Cartwright was keen to build a web-based system, which would be easy for staff to use and would require little extra support. But this approach looked too expensive, even with a grant from the Department of Health.

“Initial discussions with suppliers and advisers suggested that a web-enabled solution could be prohibitively expensive,” says Cartwright, who soon realised that proprietary-based systems, running Microsoft Windows 2000 and MS Exchange would eat up a “significant proportion” of the budget on licensing costs.

“This did not bode well for the organisation’s intended future expansion.”

Instead, the charity decided to work with its existing support provider to build its new system on open source. The quote for the new system was a quarter of the cost of a proprietary system, but there were drawbacks. The open source system would not have all the functionality of MS Exchange, but after user consultation, Cartwright realised that with some extra programming, all the main functions needed could be provided.

A further challenge came when there were misunderstandings about the database requirements between Contact a Family and the consultancy with which is was working, and this led to delays, according to Cartwright.

After the database was delivered, further development was carried out in-house by Cartwright.

The system runs on two servers, both running SuSE Linux, one housing the database, web and mail servers, and the other acting as a file and print server within the charity’s head office. 
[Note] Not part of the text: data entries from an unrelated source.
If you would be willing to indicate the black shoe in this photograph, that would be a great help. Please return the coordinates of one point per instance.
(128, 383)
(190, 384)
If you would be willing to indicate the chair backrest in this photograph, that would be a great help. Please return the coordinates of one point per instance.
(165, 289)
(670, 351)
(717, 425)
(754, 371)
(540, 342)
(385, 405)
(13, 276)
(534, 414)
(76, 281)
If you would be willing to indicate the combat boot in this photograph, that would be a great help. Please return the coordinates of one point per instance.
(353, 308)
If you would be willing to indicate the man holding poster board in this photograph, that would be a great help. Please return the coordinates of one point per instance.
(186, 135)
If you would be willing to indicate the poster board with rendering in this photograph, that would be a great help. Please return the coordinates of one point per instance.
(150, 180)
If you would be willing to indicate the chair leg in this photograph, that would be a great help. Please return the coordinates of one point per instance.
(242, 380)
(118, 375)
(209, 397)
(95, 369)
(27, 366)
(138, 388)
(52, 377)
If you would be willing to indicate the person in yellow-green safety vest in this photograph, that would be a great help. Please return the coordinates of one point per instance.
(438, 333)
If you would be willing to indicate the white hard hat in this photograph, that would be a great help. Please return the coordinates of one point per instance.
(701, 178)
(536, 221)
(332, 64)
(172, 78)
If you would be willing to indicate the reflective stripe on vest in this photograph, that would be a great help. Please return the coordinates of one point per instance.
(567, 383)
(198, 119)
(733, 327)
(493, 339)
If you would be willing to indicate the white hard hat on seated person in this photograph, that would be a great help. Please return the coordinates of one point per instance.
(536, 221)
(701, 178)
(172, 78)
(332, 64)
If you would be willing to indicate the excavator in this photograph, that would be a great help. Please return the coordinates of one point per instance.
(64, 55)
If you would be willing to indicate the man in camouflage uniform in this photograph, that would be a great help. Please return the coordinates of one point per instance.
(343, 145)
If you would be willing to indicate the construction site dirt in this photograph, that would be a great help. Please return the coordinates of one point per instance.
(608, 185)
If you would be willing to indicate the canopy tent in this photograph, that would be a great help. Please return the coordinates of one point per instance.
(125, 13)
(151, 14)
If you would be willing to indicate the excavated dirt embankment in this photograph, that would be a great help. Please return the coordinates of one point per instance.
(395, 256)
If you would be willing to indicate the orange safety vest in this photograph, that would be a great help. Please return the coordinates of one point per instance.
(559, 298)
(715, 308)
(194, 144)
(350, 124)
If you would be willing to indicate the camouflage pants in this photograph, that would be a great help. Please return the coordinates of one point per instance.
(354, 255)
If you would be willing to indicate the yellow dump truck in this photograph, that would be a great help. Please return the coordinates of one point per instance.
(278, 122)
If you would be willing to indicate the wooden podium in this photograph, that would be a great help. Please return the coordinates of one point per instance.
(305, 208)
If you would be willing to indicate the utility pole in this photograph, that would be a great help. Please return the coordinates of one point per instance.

Extra consultancy time for adapting the software was added, but the system was still within budget.

The main advantages of the upgrade have been the integration of the charity’s IT system and a high level of system reliability.

The use of open source software has meant the systems were not only substantially cheaper than proprietary systems, but have been adjusted to the charity’s needs.

External support requirements have been minimised. In fact, by investing in its own staff, Contact a Family has benefited by drawing on a wide set of internal skills, well-tuned to the organisation’s needs, says Cartwright, who is a member of Social Source UK, a group of people from the voluntary sector who seek to promote the use and good practice of open source software within the voluntary sector.

“Another key benefit has been that the systems have been able to grow and adapt to the ever-changing needs of the charity, with minimal additional outlay,” he says.